Uniform convergence of $f_n$ implies convergence in $\mathcal{L}^1([0,1])$

Question

Let $f_n \in \mathcal{L}^1([0,1])$ for all $n\in \mathbb{N}$ then it follows that $f_n \rightarrow 0$ in $\mathcal{L}^1([0,1])$.

The proof goes as follows: Uniform convergence means i): $||f_n-0||_\infty \rightarrow 0$ and $f_n \rightarrow 0$ in $\mathcal{L}^1([0,1])$ means ii):$\int_0^1|f_n-0|d\lambda \rightarrow 0$.

So $\int_0^1|f_n-0|d\lambda \leq \int_0^1||f_n||_{\infty} d\lambda=||f_n||_\infty=||f_n-0||_\infty$ that confirms that ii) follows from i)
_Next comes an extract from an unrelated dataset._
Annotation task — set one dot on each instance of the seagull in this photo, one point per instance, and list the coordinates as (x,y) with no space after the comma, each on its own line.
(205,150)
I am not sure if the equation $\int_0^1||f_n||_{\infty} d\lambda=||f_n||_\infty$ is right, but I don't see another way to proof it. How can I argue that?

Answer 1

For any constant function $k$, $\int_0^1k\,\mathrm d\lambda=k$. So, yes, your argument is correct.

Answer 2

Integral is linear, i.e. $$\int \alpha f d\lambda = \alpha \int f d\lambda$$ for any $\alpha\in\Bbb R$. In your case you also need to use $\int_0^1 1 d\lambda=1$.